MtDNA analyses
The whole and half cytb datasets consisted of 1141 and 601 base pairs for 267 and 293 individuals respectively. Maximum Likelihood (ML) was run on the two cytb datasets with RAxML producing trees with likelihood scores of -3145.296216 and -1595.307571, and the rapid bootstrap search for both analyses finishing at 650 and 500 replicates respectively (simplified tree for whole cytb in Fig. 6; detailed trees for both whole and half cytb in Figs. S3 and S4 respectively).

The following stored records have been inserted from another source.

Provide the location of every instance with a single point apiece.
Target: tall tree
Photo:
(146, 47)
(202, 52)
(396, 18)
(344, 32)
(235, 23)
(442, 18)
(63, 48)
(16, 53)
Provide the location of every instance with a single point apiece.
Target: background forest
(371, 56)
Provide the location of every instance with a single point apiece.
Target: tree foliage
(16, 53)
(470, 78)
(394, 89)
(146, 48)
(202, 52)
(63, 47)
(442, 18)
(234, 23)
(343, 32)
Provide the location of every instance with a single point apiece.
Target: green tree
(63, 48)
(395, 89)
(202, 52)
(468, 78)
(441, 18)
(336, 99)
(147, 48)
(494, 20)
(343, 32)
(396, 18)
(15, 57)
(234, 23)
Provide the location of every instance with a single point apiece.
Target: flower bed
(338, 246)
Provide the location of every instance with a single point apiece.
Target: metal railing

For the full cytb dataset, the deeper phylogenetic relationships were moderately well-supported and largely similar to those found for SNPs. The KN clade was sister to the KE clade and both were sister to a composite KS/KW clade, comprising three distinctive sub-lineages referable to taxon KS plus well-supported, sister sub-lineages for KW and KWm (Figs. 6a, S3). Consistent with their hybrid status, KSxKE individuals displayed either KS-derived or KE-derived haplotypes (ratio 14:15, Fig. S4). For the non-hybrid taxa, an individual’s mtDNA clade membership was concordant with their SNP/allozyme primary lineage identification in all instances apart from six KS fish, all from three northern MDB rivers (sites 65, 66, and 68; Gwydir, Namoi, and Macquarie Rivers).
Mapping the distribution of the major cytb lineages (Fig. 6) clearly demonstrates that KE-derived haplotypes have intruded into the KSxKE hybrid zones as identified using our nuclear datasets (Fig. 1 and shaded in Fig. 6) plus are present in the pure KS populations from some upper MDB rivers. It also reveals that haplotypes from two rare KS-lineages, otherwise characteristic of the Border Rivers in the upper MDB (sites 59, 62, and 63) have also spread across the drainage divide into the upper Clarence River (site 41) and far downstream into the KSxKE hybrid zone in the lower Murray.